= Ruth Batson =

American civil rights activist

Ruth Marion Batson (née Watson; 1921–2003) was an American civil rights activist and outspoken advocate of equal education. She spoke out about the desegregation of Boston Public Schools. She served as Chairman of the Public Education Sub-Committee of the National Association for the Advancement of Colored People (NAACP) in 1953. Later, she served as the executive director of the Metropolitan Council for Educational Opportunity (METCO).

==Biography==
Ruth Marion Watson was born August 3, 1921, in Roxbury, Massachusetts, to Jamaican immigrants, Joel R. Watson and Cassandra D. Buchanan. She attended the Everett School in Dorchester, Massachusetts. Batson graduated from the Girls Latin School in 1939.

She attended the Nursery Training School of Boston, which was associated with Boston University. She later received a Master of Education degree from Boston University in 1976.

==Career==
Inspired by her mother's interest in civil rights, Batson became the chairman of the Public Education Sub-Committee of the National Association for the Advancement of Colored People (NAACP) in 1953. In April 1957, she became the chairwoman of the New England Regional Conference of the NAACP, where she worked as a civil rights lobbyist.

In the early 1960s, she challenged the Boston School Committee, charging that Boston Public Schools were largely segregated. Batson highlighted that schools with majority black student populations often had poor quality facilities when compared to the facilities at schools with majority white student enrollment. She accused school administrators with ignoring "a basic American concept that equal opportunity should be available to all people regardless of race, color, or creed."

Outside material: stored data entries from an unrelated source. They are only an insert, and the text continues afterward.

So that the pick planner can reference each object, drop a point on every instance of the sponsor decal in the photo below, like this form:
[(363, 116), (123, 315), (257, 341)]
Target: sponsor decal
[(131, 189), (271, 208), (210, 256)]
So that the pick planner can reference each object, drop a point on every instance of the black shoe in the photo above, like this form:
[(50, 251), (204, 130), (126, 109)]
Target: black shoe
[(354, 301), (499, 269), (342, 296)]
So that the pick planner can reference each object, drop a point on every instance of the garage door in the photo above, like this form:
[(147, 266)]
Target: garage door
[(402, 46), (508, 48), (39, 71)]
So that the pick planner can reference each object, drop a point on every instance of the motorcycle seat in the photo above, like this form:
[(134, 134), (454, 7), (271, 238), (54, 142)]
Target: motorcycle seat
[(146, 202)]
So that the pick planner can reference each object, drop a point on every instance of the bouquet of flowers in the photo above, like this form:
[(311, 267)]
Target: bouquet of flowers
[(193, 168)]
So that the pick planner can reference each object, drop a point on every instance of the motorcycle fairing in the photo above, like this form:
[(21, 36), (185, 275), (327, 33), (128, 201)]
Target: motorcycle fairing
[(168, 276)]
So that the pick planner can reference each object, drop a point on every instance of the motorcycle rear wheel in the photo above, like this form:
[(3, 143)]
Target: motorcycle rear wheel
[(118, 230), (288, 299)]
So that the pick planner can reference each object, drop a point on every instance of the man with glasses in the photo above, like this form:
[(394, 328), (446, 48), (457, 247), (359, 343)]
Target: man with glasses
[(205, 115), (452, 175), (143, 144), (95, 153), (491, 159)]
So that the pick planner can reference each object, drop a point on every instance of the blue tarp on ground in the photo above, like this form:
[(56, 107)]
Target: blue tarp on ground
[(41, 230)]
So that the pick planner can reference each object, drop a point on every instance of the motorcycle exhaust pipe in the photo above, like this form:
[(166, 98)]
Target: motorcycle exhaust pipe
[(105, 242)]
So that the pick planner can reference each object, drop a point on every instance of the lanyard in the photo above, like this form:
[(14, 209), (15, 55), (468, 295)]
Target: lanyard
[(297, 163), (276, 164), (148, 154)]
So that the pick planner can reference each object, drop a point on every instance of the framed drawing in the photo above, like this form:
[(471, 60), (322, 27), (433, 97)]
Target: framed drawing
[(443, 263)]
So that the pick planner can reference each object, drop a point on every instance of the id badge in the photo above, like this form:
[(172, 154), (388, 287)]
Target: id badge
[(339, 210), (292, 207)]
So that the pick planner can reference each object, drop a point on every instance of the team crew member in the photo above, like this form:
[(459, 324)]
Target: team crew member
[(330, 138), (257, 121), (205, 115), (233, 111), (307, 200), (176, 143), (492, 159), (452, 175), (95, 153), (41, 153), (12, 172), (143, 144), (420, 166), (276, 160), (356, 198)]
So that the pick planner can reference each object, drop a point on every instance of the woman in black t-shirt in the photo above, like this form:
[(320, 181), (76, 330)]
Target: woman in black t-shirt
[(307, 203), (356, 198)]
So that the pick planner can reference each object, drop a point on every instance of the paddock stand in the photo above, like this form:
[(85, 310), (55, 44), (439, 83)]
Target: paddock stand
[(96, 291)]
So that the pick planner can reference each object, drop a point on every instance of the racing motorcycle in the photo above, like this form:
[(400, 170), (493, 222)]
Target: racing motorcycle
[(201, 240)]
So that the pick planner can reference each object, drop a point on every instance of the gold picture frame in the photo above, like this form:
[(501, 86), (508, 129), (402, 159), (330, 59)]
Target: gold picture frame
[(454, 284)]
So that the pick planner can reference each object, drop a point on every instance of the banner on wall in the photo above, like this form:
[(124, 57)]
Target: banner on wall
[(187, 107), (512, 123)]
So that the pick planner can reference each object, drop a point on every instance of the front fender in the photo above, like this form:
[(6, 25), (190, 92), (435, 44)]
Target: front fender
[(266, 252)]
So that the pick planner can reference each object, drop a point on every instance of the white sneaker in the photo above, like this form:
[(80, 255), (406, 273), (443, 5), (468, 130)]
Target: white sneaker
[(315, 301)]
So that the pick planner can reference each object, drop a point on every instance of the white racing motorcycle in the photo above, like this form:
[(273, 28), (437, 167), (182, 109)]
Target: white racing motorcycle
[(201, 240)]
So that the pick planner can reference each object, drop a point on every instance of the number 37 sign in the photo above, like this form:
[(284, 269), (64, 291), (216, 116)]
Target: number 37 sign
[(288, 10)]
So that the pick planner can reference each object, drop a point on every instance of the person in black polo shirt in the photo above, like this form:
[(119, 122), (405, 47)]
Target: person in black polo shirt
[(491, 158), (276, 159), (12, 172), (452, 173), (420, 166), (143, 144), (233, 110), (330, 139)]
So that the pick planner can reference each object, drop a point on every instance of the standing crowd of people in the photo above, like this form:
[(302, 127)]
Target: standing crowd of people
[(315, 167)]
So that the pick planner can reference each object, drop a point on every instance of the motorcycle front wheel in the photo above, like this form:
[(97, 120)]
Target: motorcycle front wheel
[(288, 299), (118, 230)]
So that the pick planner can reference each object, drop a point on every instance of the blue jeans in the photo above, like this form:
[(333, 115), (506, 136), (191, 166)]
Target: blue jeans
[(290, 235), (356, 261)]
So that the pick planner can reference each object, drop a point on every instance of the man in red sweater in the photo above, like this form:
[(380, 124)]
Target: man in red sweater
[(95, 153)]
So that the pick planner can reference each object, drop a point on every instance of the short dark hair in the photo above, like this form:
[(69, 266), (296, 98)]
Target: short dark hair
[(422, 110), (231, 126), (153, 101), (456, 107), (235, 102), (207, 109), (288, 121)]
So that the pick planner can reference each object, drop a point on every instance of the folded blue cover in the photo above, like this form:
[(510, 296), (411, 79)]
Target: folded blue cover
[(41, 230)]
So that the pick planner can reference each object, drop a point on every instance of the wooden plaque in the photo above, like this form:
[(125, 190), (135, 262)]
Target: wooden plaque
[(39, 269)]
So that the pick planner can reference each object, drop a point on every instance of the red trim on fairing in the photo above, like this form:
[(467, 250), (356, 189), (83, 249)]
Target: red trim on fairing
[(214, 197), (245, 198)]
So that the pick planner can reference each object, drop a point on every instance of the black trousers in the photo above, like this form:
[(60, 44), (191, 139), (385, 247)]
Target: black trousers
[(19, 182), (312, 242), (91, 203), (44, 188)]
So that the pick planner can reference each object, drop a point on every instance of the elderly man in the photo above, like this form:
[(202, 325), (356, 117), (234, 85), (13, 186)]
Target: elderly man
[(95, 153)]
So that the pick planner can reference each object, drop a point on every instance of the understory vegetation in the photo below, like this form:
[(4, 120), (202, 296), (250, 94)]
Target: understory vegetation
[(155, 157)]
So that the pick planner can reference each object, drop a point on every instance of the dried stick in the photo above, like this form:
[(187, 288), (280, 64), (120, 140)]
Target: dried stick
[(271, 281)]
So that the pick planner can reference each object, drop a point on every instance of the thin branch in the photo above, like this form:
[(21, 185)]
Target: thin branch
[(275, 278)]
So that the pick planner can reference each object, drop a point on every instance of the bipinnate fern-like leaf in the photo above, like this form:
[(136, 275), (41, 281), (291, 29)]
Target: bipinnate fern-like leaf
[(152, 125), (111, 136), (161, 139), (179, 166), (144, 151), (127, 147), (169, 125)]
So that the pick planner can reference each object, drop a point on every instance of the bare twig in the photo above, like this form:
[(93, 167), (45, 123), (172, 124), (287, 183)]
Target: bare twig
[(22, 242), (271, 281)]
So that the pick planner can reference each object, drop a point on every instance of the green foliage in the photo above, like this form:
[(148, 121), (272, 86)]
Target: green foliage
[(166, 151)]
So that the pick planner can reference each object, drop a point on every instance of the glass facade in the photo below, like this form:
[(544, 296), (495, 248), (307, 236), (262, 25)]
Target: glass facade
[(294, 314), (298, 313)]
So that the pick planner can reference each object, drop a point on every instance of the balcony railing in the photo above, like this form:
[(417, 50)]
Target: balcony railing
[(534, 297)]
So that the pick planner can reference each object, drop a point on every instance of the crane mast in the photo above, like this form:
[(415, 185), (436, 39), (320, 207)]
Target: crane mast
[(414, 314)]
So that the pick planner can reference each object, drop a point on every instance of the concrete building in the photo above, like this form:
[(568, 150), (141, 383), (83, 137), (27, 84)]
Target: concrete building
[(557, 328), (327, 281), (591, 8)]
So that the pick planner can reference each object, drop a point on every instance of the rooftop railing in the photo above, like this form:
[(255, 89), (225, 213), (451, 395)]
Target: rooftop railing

Batson was the first black woman on the Democratic National Committee and the first woman elected president of the NAACP's New England Regional Conference, serving from 1957 to 1960.

After serving as chairwoman of the Massachusetts Commission Against Discrimination from 1963 to 1966, she helped launched the Metropolitan Council for Educational Opportunity (METCO) voluntary desegregation program. As associate director, then director, she helped guide METCO's growth from transporting 225 black urban children to several suburbs, to 1,125 children to 28 communities. She stepped down in 1969.

She served in several roles at Boston University: director of the consultation and education program (1970–1975), director of the school desegregation research project (1975–1981), coordinator of the clinical task force, and associate professor at the School of Medicine's Division of Psychiatry.

==Marriage==
In 1941, aged 19, Watson married John C. Batson. They had three daughters together: Cassandra Way, Susan Batson, and Dorothy Owusu. John C. Batson died in 1971.

==Death==
Ruth Batson died on October 28, 2003, at the age of 82. She died in her sleep at her Beacon Hill home.

==Honors and awards==
In 1989 Batson received an honorary Doctorate of Pedagogy from Northeastern University. In 1993, she received an honorary degree from the University of Massachusetts Boston.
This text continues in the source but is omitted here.